Spring Boot Microservices — Service-to-Service Communication, Circuit Breakers, and Resilience Patterns

by Eric Hanson, Backend Developer at Clean Systems Consulting

The failure modes in distributed systems

A monolith fails as a unit — the process is up or it's down. In a distributed system, individual components fail independently and in partial ways: a service responds slowly, times out intermittently, or returns errors for a subset of requests. These partial failures are harder to detect and more destructive than total failures.

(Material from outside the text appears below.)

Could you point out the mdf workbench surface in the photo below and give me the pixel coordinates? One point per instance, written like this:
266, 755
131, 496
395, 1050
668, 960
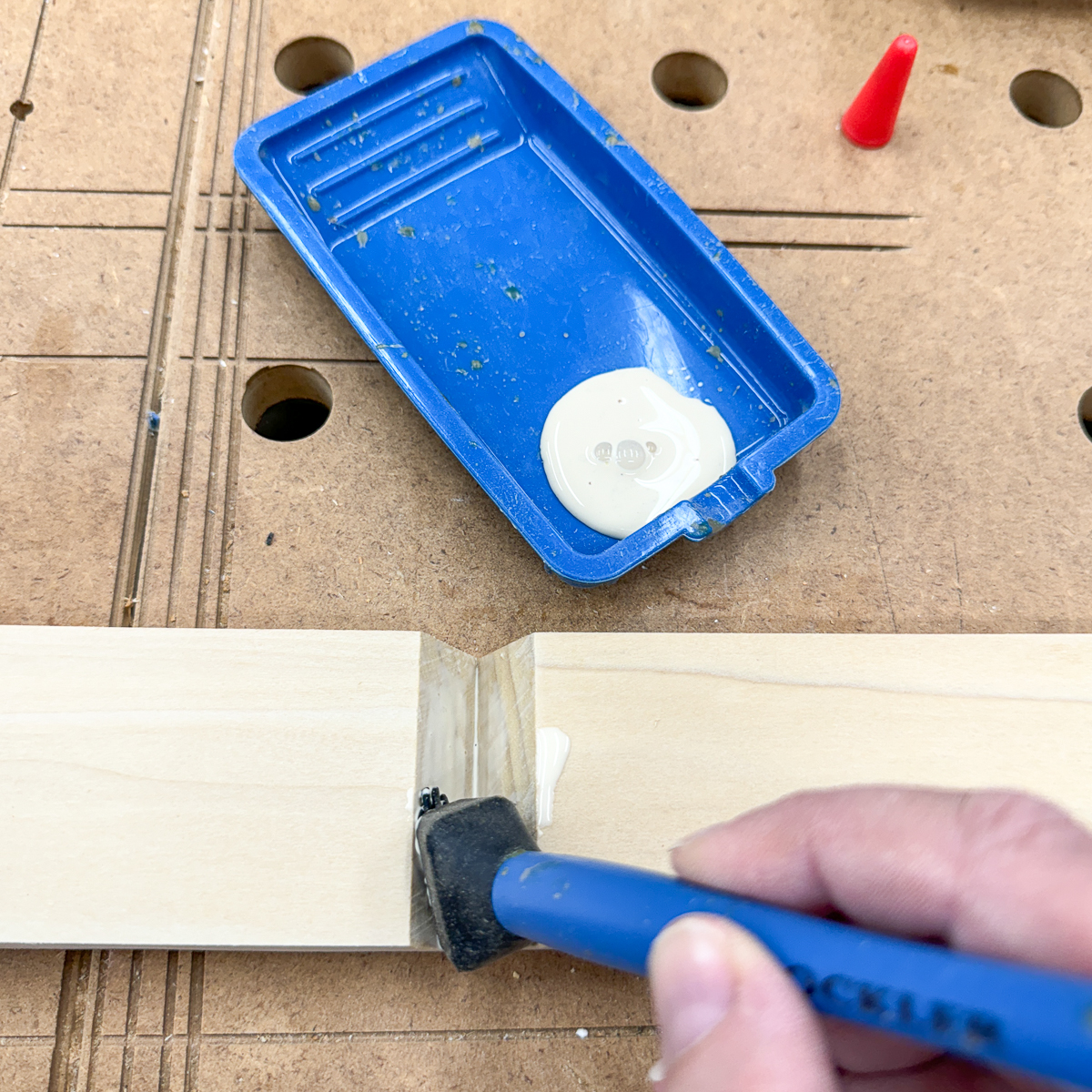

Three patterns dominate the failure landscape:

Cascading failure. Service A calls Service B, which calls Service C. Service C slows down. Service B's threads fill up waiting on C. Service A's threads fill up waiting on B. The failure propagates up the call chain. Services that had nothing to do with the original slowdown are now failing.

Thread pool exhaustion. A service makes synchronous HTTP calls to a downstream service. If the downstream service is slow, each call holds a thread until it completes or times out. With a thread pool of 200 threads and downstream calls taking 10 seconds, 200 concurrent slow requests exhaust the pool. New requests queue; the service appears hung.

Retry storms. A downstream service returns errors. Callers retry. The retry traffic adds load to an already struggling service, making recovery slower or impossible. Uncoordinated retries from multiple callers amplify the problem.

Resilience patterns address each of these: timeouts limit thread blocking, circuit breakers stop calls to failing services, and retry with backoff prevents retry storms.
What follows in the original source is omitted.